Marsha P. Johnson and Sylvia Rivera Are Finally Getting Monuments in New York
LatestIt’s almost Pride Month, which means soon enough, banks and $15 salad stores will bombard us all with rainbow-colored ads in an effort to market mortgage loans and acai bowls as essential to gay rights. But the city of New York, at least, is starting the month off with something meaningful: on Thursday, it announced plans to build a monument to iconic drag queens Marsha P. Johnson and Sylvia Rivera in Greenwich Village, to mark their roles in the Stonewall uprising and their work championing transgender and gay rights.
The news coincides with the 50th anniversary of the Stonewall riots, and should further shine a light on Johnson and Rivera’s involvement in the fight for LGBT rights; Johnson is thought to have been integral to the group that clashed with police who raided the lower Manhattan bar, according to historians. In 1970, Johnson and Rivera also founded Street Transvestite Action Revolutionaries (STAR), an organization to help young queer and trans people without the family support or financial means to support themselves.
The forthcoming statue is a nice step in the right direction in terms of the public art in the city, as the New York Times notes. Currently there are four statues across the street from the Stonewall Inn, depicting two men and two women, which were erected in 1992 to commemorate the Stonewall uprisings.
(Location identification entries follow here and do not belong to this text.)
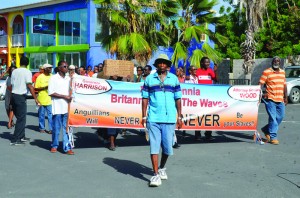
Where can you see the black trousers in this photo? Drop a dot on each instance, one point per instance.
(19, 106)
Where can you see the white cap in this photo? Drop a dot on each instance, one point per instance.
(47, 65)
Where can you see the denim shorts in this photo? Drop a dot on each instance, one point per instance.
(161, 135)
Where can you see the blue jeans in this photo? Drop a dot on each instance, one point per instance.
(276, 111)
(19, 106)
(161, 135)
(42, 110)
(60, 122)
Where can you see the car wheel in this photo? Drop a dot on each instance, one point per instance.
(294, 95)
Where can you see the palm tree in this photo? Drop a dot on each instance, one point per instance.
(254, 10)
(135, 31)
(192, 25)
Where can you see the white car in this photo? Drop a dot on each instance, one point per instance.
(2, 87)
(292, 74)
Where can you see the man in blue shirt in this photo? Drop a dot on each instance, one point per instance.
(161, 95)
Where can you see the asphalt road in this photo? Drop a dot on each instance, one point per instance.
(230, 166)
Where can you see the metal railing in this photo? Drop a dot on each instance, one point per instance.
(17, 40)
(234, 82)
(3, 41)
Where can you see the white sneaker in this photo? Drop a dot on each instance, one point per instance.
(162, 173)
(155, 181)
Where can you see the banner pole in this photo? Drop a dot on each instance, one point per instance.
(69, 104)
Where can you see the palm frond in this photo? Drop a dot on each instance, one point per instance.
(196, 57)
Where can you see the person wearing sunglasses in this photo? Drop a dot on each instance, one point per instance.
(161, 111)
(206, 75)
(139, 74)
(59, 90)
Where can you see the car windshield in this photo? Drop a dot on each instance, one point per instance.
(292, 72)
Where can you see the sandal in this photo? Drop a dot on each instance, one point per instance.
(112, 148)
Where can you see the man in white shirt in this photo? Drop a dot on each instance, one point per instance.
(59, 90)
(21, 81)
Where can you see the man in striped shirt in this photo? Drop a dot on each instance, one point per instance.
(275, 98)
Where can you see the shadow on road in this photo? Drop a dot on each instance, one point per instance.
(6, 135)
(42, 144)
(129, 168)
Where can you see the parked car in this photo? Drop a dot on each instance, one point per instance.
(2, 87)
(292, 74)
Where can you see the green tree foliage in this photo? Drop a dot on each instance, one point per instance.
(280, 35)
(139, 27)
(132, 24)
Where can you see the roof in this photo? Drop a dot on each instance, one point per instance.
(16, 5)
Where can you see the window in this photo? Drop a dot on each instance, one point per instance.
(73, 27)
(102, 25)
(40, 38)
(17, 28)
(38, 59)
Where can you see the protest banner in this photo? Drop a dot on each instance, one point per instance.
(120, 68)
(105, 103)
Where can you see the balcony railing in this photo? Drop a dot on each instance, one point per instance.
(3, 41)
(17, 40)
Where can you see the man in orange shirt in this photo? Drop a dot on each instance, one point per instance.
(34, 77)
(275, 98)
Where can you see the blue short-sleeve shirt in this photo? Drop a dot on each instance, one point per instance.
(162, 97)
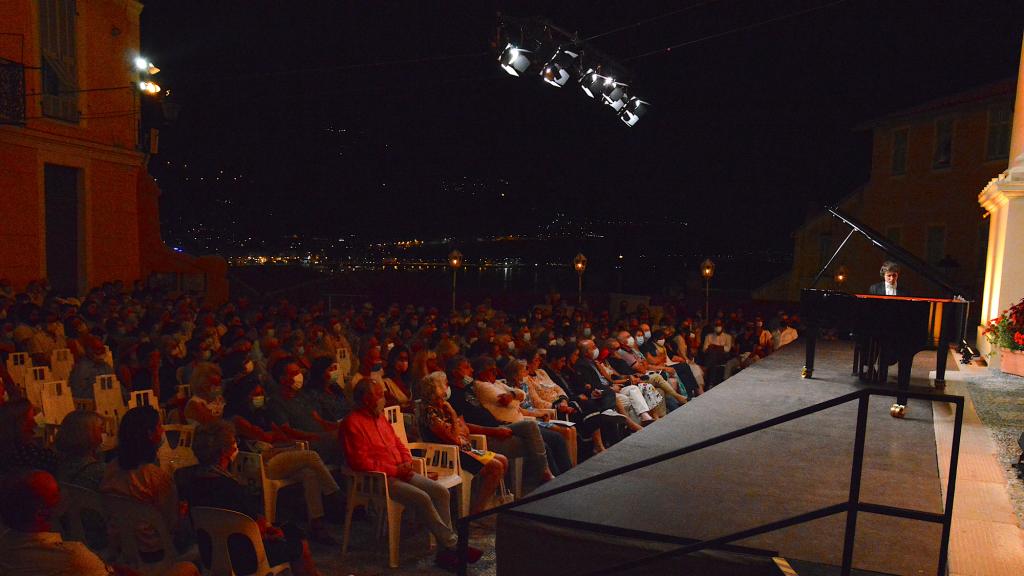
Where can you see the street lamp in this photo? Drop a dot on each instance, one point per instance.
(455, 260)
(580, 263)
(841, 276)
(708, 271)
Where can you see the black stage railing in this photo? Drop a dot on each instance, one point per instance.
(852, 506)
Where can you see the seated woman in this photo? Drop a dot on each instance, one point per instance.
(247, 409)
(443, 425)
(135, 475)
(396, 380)
(207, 403)
(78, 443)
(212, 485)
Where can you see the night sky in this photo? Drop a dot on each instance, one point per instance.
(389, 119)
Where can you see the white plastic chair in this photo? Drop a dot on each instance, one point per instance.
(18, 365)
(251, 467)
(370, 490)
(38, 376)
(178, 454)
(442, 459)
(61, 363)
(126, 516)
(219, 525)
(56, 402)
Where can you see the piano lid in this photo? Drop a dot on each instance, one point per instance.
(899, 254)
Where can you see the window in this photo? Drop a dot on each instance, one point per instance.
(998, 132)
(935, 250)
(59, 69)
(894, 235)
(943, 144)
(899, 151)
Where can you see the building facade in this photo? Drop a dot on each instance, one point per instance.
(80, 207)
(928, 163)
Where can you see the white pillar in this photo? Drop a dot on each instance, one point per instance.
(1004, 200)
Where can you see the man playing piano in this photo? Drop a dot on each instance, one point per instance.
(890, 274)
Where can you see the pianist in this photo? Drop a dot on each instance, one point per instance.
(890, 274)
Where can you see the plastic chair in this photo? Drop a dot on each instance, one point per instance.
(177, 454)
(74, 501)
(370, 490)
(61, 363)
(219, 525)
(442, 459)
(18, 365)
(126, 516)
(250, 465)
(56, 402)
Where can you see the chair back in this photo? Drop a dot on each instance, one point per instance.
(18, 365)
(76, 500)
(141, 398)
(61, 363)
(219, 525)
(177, 452)
(56, 402)
(393, 415)
(128, 517)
But these statues act as generic stand-ins for gay rights pioneers, rather than historic monuments to specific people, and they are also painted totally white, which seems to erase the vital contributions by black and brown people to the gay and transgender rights movements.
It’s an overdue monument to two of the most important people in the movement, and nice to see them finally get their due. Rivera once said “I was no one, nobody, from Nowheresville, until I became a drag queen.” The memorial could be completed as soon as 2021, and community members are still being consulted on its exact location.